Tuesday, February 04, 2014

Just In Case…

When I was living on my own my collection of clothes grew to a point where in my bureau my male clothes were in just one draw and my closet was about only ¼ male clothes. I thought one day what would happen if something happened to me and my parents found all my clothes?

So I wrote them a letter and left it in the bottom of the bureau draw…
Because what you have found, I think I owe you an explanation. It was my little secret. Nobody knew about it. I keep it a secret since the early sixties. I started cross-dressing after the seventh grade. Do you remember the seventh grade initiation at St. Paul’s school? Where we had to ware short skirts and high heels, well that start it off. I have been doing it off and on ever since.

Even before that I remember strangers always asking “don’t you wish that you had a little girl” and I remember praying at night to wake up as a girl.

But, the trigger was the seventh grade initiation. When I looked in the mirror I saw a “little girl.” I started dressing up, at first it was….well I liked looking in the mirror it was just fun. Just something to do, I didn’t think it was wrong or different. I even gave myself a name “Diana.” Then I was doing it more and more.

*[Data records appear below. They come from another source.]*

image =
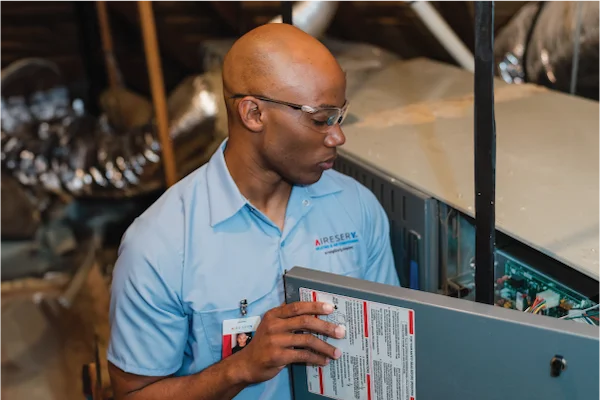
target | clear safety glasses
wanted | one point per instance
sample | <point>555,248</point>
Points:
<point>322,119</point>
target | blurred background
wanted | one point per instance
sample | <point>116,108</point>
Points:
<point>104,104</point>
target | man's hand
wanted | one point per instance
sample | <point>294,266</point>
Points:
<point>275,344</point>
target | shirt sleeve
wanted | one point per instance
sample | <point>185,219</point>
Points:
<point>381,267</point>
<point>148,325</point>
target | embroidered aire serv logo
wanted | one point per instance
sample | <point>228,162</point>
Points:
<point>339,240</point>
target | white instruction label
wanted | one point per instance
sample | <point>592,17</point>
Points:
<point>378,352</point>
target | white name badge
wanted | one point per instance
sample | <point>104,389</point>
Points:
<point>238,333</point>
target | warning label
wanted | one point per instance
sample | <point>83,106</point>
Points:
<point>378,352</point>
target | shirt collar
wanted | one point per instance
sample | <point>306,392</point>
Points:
<point>225,199</point>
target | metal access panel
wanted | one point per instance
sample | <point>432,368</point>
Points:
<point>436,347</point>
<point>413,217</point>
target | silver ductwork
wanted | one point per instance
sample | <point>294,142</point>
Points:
<point>312,16</point>
<point>49,142</point>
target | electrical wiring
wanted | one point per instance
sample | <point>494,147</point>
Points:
<point>583,311</point>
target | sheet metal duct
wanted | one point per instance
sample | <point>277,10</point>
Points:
<point>312,16</point>
<point>542,41</point>
<point>48,141</point>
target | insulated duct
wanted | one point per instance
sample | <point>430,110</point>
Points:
<point>442,32</point>
<point>312,16</point>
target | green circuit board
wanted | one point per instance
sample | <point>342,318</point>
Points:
<point>517,287</point>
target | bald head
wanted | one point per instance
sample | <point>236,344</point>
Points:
<point>267,73</point>
<point>280,60</point>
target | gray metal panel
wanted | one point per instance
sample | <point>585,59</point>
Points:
<point>468,350</point>
<point>411,213</point>
<point>414,121</point>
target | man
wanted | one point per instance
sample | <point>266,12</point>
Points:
<point>214,247</point>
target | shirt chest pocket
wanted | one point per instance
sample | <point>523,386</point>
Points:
<point>211,321</point>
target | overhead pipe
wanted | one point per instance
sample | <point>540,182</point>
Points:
<point>312,16</point>
<point>443,32</point>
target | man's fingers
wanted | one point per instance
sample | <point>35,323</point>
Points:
<point>303,308</point>
<point>314,325</point>
<point>310,342</point>
<point>293,356</point>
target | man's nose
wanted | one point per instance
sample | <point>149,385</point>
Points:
<point>335,137</point>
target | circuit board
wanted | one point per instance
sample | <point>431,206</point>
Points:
<point>522,288</point>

When you were away getting your allergy shots, I use to get dressed up. Many time I tried to stop, but I always started again. I use to cry myself to sleep saying that “I want to be a girl.” I continued cross-dressing ever since and have keep it a secret

I hope that you will try to understand and not feel that it was in any way due to something that did that cause me to do this. Don’t blame yourself! It is something that happened. Please try to understand.
My parents passed away before I came out so I never needed my letter.

Every time they came over my house I always worried that they would find my clothes, that she would open my bureau draw or open the closet door; if she did, she never said anything about it to me. I think that my mother knew about my little habit but I don’t know if my father knew.